Russia closes Chechen refugee camp

Russian authorities have closed the last remaining tent camp for refugees from Chechnya in the neighbouring province of Ingushetia, even though hundreds of residents still live there.

Refugees are warned water and energy supplies will be cut

Ahmad Parchiyev, deputy chief of Federal Migration Service’s Ingushetia branch, said that the Satsita camp is officially closed as of Tuesday.

“A few tents still remained there, but people are leaving,” he said.

But Lorhen Gunther, a human rights activist at the camp, said that some 350-400 refugees still remain at Satsita.

Gunther, speaking by telephone from Satsita, said that migration officials on Tuesday warned the camp’s residents that water and energy supplies to the camp would be cut starting on Thursday.

“While the authorities are not evicting the refugees by force, they are creating conditions for the refugees that leave them no other choice but to leave,” said Usam Baisayev, the head of local office of the Russian human rights group Memorial.

The Russian government long has pushed for the refugees’ return to Chechnya, trying to present it as a sign of normalisation of life in the war-ravaged region.

But many refugees fear returning to Chechnya, where fighting rages daily.

Five Russian soldiers were killed in separatist attacks over the past day, an official in the Kremlin-backed Chechen administration said on Tuesday.

Detentions and torture

In addition to the fighting, hundreds of people are rounded up daily in the Russian sweeps for suspected separatist fighters.

Chechen civilians and human rights activists say that such security operations are fraught with arbitrary detentions, beating, torture and murders.

Russian forces  re-enteredChechnya in 1999
Russian forces  re-enteredChechnya in 1999

Russian forces  re-entered
Chechnya in 1999

Separatists, in turn, routinely kill local residents whom they suspect of collaboration with the federal authorities.

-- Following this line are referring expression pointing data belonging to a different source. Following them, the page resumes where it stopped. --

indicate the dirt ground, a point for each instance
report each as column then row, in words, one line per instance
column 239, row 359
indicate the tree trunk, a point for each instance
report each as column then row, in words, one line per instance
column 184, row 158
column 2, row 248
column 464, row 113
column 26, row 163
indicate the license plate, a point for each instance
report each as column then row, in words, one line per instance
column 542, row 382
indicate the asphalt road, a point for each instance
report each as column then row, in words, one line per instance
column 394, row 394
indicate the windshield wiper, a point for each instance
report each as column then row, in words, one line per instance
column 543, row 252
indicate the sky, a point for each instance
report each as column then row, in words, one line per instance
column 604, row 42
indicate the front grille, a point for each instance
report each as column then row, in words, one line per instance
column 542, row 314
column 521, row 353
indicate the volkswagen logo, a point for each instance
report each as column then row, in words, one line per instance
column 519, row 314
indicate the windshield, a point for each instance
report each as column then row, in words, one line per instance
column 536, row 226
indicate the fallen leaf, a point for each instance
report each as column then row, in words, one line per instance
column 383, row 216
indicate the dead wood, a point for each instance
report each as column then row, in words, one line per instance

“When the war in Chechnya began in 1999 I was afraid for my children and myself, and now they’re forcing me to return there, where normalisation is far away,” a camp resident said.

In a bid to convince refugees to return to unstable Chechnya, Russian authorities have promised them good temporary accommodation and compensation payments for rebuilding their wrecked homes.

However, the temporary homes are cramped and shabby and compensation payments slow to come.

In addition to offering incentives for refugees to return, the authorities have pressured those reluctant to leave the tent camps in Ingushetia by cutting water and energy supplies.

Thousands affected

Some former camp residents who have refused to return to Chechnya have found shelter in private housing in Ingushetia or in so-called “temporary settlements,” usually derelict factories or collective farms where the buildings have been sectioned off into small cubicles.

More than 200,000 Chechen refugees lived in Ingushetia in the worst days of the latest war in Chechnya, which began in 1999. About 60,000 are still there.

Russian forces withdrew from Chechnya in 1996 following a 20-month war against separatists, leaving Chechnya de-facto independent.

They reinvaded the Caucusus republic in 1999 in an attempt to crush surging separatist sentiment. They have routinely been accused of human rights abuses.

Some estimates put the number of civilian lives lost in Chechnya at 70,000 since the first war of independence in 1994.